The two will be reunited, at the Wallace Collection, after being apart for more than two centuries.

The works were originally intended as a pair but separated upon arrival in London in 1803.

One entered the National Gallery Collection and the other the Wallace Collection.

The National Gallery, which carried out the conservation work, said the paintings were “deeply personal pictures, pictures which Rubens chose to live alongside, to display in his own home” and that it was “only fitting that they are to be reunited after over two centuries apart, as the artist intended”.

Experts said the results of the conservation work on the “magnificent landscape” were “revelatory”.

Layers of aged, discoloured, yellowed varnish were removed to reveal “the depth and vibrancy” of the original colours.

The “smallest details, like the bits of pure white, dotted to suggest the bubbling of a brook as it turns a corner, are visible to the naked eye”.

The painting depicts the artist’s manor home and estate, Het Steen, in Antwerp.

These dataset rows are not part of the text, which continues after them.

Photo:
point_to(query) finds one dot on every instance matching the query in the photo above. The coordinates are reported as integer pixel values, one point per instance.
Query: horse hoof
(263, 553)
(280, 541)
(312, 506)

Conservators also made repairs to the work’s 400-year-old oak and poplar panels, severely damaged as a result of great frosts in London in 1947.

They believe Rubens made the paintings “for his own delight” because the small and unevenly shaped panels, patched together, would be unacceptable to a collector.

Larry Keith, the National Gallery’s head of conservation and keeper, said: “It was quite a special painting because it was painted for his own pleasure.

“Everything you see here is him, it is wholly autograph … taking off the varnish is quite revelatory, allowing you to see an artist really working for himself at the peak of his powers in a completely free and personal way.”

Het Steen will be unveiled this spring at the Wallace Collection’s exhibition Rubens: Reuniting the Great Landscapes.